Геродот — исследователь; таковым предстает он и по отношению к религии. Мы видели, в частности, что он занимался специальными изысканиями на предмет выявления в греческой религии и мифологии элементов «чуждого» происхождения. Он изучал манипуляции с оракулами, был прекрасно осведомлен о том, что даже в величайшем и авторитетнейшем из прорицалищ — в «срединном храме» в Дельфах — есть продажные жрецы, и не скрывал от своих читателей возникавшие на подобной почве некрасивые инциденты. Но если кто-нибудь попробует из этого заключить, что в религиозности галикарнасца была хотя бы маленькая атеистическая — или даже скептическая — трещинка, он глубоко ошибется. Геродот — благочестивый человек, и благочестие его искренно. Он четко разводит случаи злоупотреблений религией и великие религиозные истины. По отношению к последним он, кстати, весьма сдержан, старается говорить о «делах божественных» как можно меньше и нейтральнее, возможно, считая, что рассуждения о них не в его компетенции. Как-то, увлекшись толкованием одного из мифов, он прерывает сам себя резко брошенной фразой: «Да помилуют нас боги и герои за то, что мы столько наговорили о делах божественных!» (II. 45).
«Отец истории» — весь в религии, в общении человеческого и сверхъестественного.
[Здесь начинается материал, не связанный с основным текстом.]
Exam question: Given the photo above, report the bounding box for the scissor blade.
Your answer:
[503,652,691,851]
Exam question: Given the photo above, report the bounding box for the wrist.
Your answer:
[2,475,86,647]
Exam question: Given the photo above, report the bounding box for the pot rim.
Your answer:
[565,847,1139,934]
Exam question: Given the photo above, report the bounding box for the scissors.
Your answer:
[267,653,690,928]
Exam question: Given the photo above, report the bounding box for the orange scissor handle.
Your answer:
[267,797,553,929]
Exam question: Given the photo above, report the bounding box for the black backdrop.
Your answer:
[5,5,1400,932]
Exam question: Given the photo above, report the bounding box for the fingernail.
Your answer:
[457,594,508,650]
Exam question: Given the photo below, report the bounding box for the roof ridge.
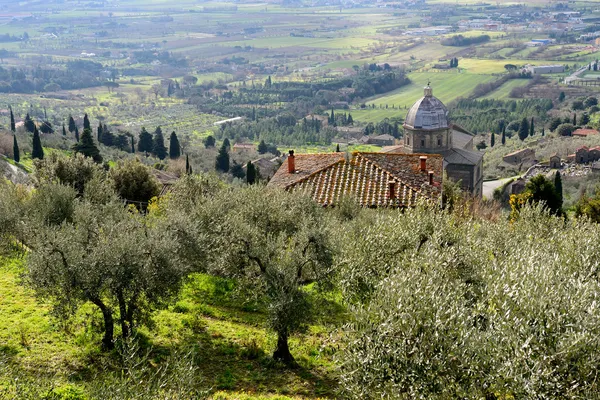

Это общение настолько тесное, что еще вопрос — можно ли таких богов вообще называть существами сверхъестественными, коль скоро они — плоть от плоти природы, воплощают ее, постоянно фигурируют в жизни людей и т. п. Это не христианский Бог, от которого ждут чудес и изредка их получают, причем чудо понимается как нечто противоположное обычному ходу действительности, ломающее ее привычный порядок. Для Геродота «чудом» является буквально всё. Тут нужно пояснить, что в древнегреческом языке существительное «чудо» и глагол «удивляться» — однокоренные (как в русском «диво» и «дивиться»), а удивляется историк, как мы видели, на каждом шагу. У него свежий взгляд на мир, и его влечет всё новое, незнакомое.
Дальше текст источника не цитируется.